The game originally began as Game Boy port of Link to the Past, but grew into something very different. The game’s designer, Takashi Tezuka, said, “I wanted to make something that, while it would be small enough in scope to easily understand, it would have deep and distinctive characteristics.” During development, Tezuka came up with the idea to have Link end up stranded in a small town surrounded by “suspicious types” like in Twin Peaks.
There’s been no word as to whether the upcoming Twin Peaks mini-series will inspire a re-release of Link’s Awakening, but we can always hope.
3. Testers Complained So Miyamoto Took Away Their Sword
It’s one of the most famous moments in gaming history.
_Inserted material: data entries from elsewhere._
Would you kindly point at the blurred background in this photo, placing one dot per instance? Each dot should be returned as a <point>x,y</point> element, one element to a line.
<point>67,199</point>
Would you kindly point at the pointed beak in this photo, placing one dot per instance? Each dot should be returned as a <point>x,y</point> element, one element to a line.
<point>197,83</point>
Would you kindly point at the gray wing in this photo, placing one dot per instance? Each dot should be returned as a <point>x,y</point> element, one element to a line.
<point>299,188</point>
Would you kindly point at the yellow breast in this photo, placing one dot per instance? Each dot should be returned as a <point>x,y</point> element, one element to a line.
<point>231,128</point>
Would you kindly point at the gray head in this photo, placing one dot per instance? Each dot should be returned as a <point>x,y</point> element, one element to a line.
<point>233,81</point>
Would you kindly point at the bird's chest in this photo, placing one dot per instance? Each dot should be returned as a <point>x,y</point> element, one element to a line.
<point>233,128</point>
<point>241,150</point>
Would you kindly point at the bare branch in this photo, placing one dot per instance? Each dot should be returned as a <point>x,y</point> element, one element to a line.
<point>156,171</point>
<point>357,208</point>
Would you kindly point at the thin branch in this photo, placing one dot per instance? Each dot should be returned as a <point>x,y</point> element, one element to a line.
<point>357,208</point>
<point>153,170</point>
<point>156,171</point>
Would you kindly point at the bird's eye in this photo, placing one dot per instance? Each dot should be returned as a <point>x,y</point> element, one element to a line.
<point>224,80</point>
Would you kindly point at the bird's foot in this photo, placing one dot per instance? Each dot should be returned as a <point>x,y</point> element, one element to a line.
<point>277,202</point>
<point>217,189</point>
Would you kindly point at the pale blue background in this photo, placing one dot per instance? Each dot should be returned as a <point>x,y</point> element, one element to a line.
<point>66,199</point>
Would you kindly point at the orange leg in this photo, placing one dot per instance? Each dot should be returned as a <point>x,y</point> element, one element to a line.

Link stumbles into a cave where he finds an old man who tells him “It’s dangerous to go alone. Take this.” The old man then gives you a wooden sword. In the early builds of the game, you actually started with the sword in your inventory. However, testers still complained that the game was too difficult. In response, Miyamoto took away the sword forcing players to seek out the old man.
Miyamoto’s logic was that by making the game difficult, he would force players to talk to their friends about it and create a community around the game. In his defense, it worked. The Legend of Zelda was one of the most popular games of NES era and it remains one of Nintendo’s flagship franchises. That being said, we can’t help but wonder if Miyamoto’s stance ever hindered Nintendo’s QA division.
2. The Series Is Referenced Throughout Popular Culture
The Legend of Zelda is one of the most influential games of all time and has inspired everything from Darksiders to the Binding of Isaac, but some game developers take their tribute a bit further and actually have Link appear in their games.
One of the earliest comes from the first Final Fantasy game where you can visit Link’s grave. The American release originally referenced “Edrick,” but that was changed in most re-releases of the game.
Another Zelda reference shows up in Un’Goro Crater in vanilla World of Warcraft. Players can complete a series of quests for Linken who swears by the “holy triforks” and rewards players with “Linken’s Sword of Mastery.” References to the Legend of Zelda also appear in several of the Warcraft RTS titles.
These are just two of the more famous examples, but references to Nintendo’s legendary franchises abound throughout popular culture. It isn’t just video games either; references to Link and Zelda have turned up in South Park, How I met Your Mother, and other TV shows and movies.
1. The Original Game’s Second Quest Was A Mistake
As we’ve said previously, the Legend of Zelda series was absolutely groundbreaking when it first released and helped pave the way for the action-adventure genre. One of the things that surprised a lot of players was the fact that, once you beat the game, you would unlock a Second Quest mode. Increased difficulty settings were nothing new, but the Second Quest was an entirely new game complete with tougher enemies, rearranged dungeons, and a slightly different overworld.
One of the interesting things about this mode is that it was never supposed to be there. It came about as result of a programmer discovering that the original game only used about half the of an NES cartridges available data. In order to make use of the remaining space, the programmers created the Second Quest.
In addition to beating the game, this mode could also be unlocked by entering the player name as “Zelda” during character creation.